Öncelik İztuzu ve Kisebükü’nde…Bilmeyenler için İztuzu hikayesini anlatayım.Tanrının bir ülkeye vereceği en büyük armağan,paha biçilemez turistik ve tarihi değerdeki Dalyan’dır.Muhteşem kanalları, harika dağ ve ormanları,eşsiz ve kilometrelerce kumsallarıyla plajları,mutlaka korunması gereken yerlerdir.Öyle olduğu içindir ki, dönemin rahmetli Başbakanı Özal,telkinlerimiz sonucu bölgenin koruma altına alınmasını istemiş ve bu görevi bana vermiştir.
Yaptığım uzun çalışmalar sonucu,sadece Köyceğiz Dalyan Bölgesi değil,Gökova ve Hisarönü körfezleriyle Göcek de koruma şemsiyesinin altına girmiştir.Özel Çevre Koruma Kurulu’nun yaptığı bu operasyonda,caretta’ların üreme alanı olan İztuzu da himaye edilmiş ve yatırıma kapalı hale getirilmiştir. Ne var ki,koruma kararına rağmen ilk müdahele, Mesut Yılmaz’ın Turizm Bakanlığı döneminde yapılmış ve İztuzu Osman Kavala adındaki bir yatırımcıya tahsis edilmiştir.

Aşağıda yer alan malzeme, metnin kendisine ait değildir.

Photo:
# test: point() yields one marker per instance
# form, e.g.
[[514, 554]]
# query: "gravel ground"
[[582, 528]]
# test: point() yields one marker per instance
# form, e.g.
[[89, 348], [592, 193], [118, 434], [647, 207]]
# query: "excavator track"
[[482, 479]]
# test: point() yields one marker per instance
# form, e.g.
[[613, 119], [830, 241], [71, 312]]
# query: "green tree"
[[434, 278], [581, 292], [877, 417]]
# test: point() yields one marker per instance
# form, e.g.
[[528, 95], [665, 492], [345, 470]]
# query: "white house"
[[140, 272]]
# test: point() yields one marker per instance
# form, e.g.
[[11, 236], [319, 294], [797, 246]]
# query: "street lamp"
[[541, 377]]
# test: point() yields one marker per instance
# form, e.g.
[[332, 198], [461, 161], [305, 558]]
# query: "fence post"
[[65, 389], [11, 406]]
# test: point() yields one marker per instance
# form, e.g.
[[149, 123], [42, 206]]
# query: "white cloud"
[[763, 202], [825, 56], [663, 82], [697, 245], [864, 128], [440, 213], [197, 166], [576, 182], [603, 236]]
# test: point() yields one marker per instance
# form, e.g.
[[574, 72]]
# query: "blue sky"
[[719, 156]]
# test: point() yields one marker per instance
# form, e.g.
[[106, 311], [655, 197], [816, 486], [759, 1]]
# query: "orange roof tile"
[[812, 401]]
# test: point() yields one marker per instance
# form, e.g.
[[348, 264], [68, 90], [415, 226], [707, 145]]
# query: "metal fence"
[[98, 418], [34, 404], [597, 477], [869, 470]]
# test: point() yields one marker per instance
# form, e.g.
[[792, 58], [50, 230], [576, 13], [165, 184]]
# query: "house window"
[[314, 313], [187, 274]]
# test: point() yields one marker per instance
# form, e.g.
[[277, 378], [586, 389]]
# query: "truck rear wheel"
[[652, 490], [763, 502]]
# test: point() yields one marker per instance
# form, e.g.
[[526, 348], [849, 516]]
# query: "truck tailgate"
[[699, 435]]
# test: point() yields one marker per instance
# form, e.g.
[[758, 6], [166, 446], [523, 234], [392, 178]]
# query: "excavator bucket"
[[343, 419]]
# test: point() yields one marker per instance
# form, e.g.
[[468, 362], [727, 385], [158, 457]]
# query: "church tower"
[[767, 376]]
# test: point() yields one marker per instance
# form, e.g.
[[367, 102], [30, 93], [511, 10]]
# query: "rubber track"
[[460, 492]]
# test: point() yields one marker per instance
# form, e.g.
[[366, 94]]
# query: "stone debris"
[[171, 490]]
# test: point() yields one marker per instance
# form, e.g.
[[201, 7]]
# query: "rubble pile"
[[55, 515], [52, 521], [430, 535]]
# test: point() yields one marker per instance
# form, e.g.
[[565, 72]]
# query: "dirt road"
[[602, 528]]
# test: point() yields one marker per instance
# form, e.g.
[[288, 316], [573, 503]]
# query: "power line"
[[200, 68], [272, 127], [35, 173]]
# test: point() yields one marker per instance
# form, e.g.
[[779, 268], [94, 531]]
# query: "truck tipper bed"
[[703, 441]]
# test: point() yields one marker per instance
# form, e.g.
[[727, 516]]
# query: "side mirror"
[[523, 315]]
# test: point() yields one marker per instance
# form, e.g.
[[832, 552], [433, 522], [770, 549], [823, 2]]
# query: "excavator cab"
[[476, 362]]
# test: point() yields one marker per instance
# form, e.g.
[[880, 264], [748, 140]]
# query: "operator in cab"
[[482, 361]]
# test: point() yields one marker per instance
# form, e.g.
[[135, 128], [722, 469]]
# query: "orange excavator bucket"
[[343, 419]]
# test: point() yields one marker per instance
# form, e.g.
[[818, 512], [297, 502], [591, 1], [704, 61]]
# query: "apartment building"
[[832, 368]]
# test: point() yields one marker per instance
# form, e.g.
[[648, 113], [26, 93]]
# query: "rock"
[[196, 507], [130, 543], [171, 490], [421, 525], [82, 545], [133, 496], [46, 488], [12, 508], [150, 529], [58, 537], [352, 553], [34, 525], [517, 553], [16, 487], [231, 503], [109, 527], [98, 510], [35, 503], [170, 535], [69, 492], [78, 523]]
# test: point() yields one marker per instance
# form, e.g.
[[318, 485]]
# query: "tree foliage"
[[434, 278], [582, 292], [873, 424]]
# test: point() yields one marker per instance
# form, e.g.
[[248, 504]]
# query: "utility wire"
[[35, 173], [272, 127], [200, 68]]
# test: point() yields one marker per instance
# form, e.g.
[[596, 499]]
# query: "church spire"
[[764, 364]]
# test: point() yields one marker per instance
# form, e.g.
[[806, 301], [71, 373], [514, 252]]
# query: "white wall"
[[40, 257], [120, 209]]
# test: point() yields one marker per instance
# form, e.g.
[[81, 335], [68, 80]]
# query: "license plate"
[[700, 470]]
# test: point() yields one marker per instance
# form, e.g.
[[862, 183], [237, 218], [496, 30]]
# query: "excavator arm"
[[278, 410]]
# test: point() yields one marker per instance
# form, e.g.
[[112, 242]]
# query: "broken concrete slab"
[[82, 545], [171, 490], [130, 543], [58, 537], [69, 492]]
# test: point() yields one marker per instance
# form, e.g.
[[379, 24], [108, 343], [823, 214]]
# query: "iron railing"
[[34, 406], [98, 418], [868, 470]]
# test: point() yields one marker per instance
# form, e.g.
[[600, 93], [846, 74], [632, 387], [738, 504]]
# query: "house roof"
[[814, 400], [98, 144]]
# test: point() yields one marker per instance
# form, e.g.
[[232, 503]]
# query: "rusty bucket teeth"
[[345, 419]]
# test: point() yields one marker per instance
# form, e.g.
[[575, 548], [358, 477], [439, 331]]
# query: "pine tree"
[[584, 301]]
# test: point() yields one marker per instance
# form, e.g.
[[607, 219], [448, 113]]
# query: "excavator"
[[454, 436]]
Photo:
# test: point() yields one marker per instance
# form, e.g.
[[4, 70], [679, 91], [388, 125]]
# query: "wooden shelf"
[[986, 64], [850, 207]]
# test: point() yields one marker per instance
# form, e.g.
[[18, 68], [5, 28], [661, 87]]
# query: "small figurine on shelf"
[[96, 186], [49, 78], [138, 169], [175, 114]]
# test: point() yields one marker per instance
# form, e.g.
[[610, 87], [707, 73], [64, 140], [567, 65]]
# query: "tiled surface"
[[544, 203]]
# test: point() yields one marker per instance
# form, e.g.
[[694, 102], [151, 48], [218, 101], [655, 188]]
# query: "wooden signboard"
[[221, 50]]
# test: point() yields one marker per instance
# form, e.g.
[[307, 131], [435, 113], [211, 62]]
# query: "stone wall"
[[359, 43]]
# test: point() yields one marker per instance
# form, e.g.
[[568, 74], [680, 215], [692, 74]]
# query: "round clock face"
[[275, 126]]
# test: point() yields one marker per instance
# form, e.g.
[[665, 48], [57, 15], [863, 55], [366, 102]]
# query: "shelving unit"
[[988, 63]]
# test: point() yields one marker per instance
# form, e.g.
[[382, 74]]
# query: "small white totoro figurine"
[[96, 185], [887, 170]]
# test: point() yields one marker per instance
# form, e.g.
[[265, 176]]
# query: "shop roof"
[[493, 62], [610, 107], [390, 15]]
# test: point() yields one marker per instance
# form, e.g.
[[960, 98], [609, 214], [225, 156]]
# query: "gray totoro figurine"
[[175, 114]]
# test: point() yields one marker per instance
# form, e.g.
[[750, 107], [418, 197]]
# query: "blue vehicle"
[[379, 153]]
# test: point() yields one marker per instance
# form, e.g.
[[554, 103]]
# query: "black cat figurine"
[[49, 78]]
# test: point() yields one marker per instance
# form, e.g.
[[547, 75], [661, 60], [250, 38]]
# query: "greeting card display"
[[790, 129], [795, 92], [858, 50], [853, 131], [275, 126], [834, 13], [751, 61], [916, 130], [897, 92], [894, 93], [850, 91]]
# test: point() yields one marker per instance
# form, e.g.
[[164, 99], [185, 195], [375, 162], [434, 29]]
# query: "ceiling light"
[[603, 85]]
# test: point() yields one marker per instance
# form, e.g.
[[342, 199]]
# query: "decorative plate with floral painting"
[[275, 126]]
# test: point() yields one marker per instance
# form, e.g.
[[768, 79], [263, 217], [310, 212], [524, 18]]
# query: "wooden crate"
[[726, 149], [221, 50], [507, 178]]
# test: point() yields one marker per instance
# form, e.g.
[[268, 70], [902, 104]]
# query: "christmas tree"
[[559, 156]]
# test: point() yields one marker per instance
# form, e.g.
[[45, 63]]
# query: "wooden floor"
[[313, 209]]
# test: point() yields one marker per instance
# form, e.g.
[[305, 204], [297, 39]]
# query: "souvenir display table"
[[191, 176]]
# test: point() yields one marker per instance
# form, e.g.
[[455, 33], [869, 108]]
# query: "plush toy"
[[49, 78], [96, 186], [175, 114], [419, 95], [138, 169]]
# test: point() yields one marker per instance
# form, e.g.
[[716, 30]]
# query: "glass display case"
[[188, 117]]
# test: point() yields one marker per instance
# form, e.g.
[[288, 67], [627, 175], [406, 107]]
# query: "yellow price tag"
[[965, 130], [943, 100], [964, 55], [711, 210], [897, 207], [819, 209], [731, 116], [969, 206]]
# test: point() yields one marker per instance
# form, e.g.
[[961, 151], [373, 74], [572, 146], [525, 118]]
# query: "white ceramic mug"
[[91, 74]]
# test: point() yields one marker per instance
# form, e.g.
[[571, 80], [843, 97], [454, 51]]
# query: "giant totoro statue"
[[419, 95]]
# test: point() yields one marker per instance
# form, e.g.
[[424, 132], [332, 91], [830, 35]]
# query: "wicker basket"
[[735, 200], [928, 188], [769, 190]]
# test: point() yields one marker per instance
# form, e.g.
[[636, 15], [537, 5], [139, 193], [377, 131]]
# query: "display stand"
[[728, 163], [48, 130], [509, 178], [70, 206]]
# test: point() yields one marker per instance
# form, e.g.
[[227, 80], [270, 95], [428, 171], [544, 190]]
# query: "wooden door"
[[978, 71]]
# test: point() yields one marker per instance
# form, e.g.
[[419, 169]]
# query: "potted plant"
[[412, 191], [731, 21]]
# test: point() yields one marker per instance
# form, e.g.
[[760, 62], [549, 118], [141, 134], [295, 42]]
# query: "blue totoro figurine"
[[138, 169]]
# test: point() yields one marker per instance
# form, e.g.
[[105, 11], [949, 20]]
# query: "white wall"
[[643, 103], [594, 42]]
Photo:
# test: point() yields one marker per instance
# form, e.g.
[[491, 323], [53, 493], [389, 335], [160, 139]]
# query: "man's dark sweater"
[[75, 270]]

Benim de şahsi dostum olan ve yurtseverliğiyle tanıdığım Osman Kavala, Alman ‘larla yapacağı bu yatırım için çok büyük paralar harcamasına ve temel atma törenini gerçekleştirmesine rağmen,ısrarlı ricalarımı kırmayarak ve kendisine’’ İztuzu yerine daha başka bir yatırım alanı tahsisi’’ sözü verildikten sonra,bu işten vazgeçmiştir.İztuzu böyle kurtulmuştur ama, Kavala’ya verdiğim söz de tutulmayarak,kendisine herhangi bir yer tahsisi de yapılmamıştır.
Bu vesileyle Osman Kavala’nın vatanseverliğini bir defa daha vurgulayarak,ona tekrar şükranlarımı sunarak,tam 27 yıl sonra hortlayan İztuzu’nun elden çıkma tehlikesi üzerinde durmak istiyorum.Mevcut hükümet,son yerel seçimlerden sonra süratle bir vakıf kurdurarak,seçimi kaybettiği yerlerdeki belediye ve kapanan özel idareye ait işletmeleri, sessiz sedasız yandaşlarına devretmiştir.Bunun sayısız örneklerinden biri de,İztuzu plaj işletmesidir.Kapanan belediyenin yönetimindeki işletme,MUÇEV adlı vakfın eline böyle geçmiş,ondan da AKP’ye yakın olduğu söylenen kişiye maledilmiştir.Aslında Özel Çevre Koruma Kurulu lağvedilmiştir ama,İztuzu’yla ilgili koruma kararı şimdilik sürmektedir.Korkulan şey,sadece plajın işletilmesiyle kalınmayacağı ve yatırımcıya yeni haklar verilerek,yapılaşmanın kapısının aralanacağıdır.Bu ihtimale mutlaka engel olmak lazım.
Bana göre konu,sadece İztuzu da değildir.Dalyan’ın tümü tehlike altındadır.İnanılmaz bir yapılaşma sonucu,Dalyan’ın doğal güzelliği önemli çapta zarara uğramış ve bu zarar daha da tehlikeli boyutlara tırmanmıştır.Dikkat edilirse,kanalların etrafındaki yapılaşma giderek artmakta ve koruma sınırları denize doğru zorlanmaktadır.Koruma kararına rağmen,bu izinler nasıl ve kimler tarafından verilmiştir?Bu da tahkike muhtaçtır.Sonuç olarak Dalyan’daki rant tırmanışları mutlaka durdurulmalı, İztuzu dahil tüm sahil ve kanallara artık tek bir çivi bile çakılmamalıdır.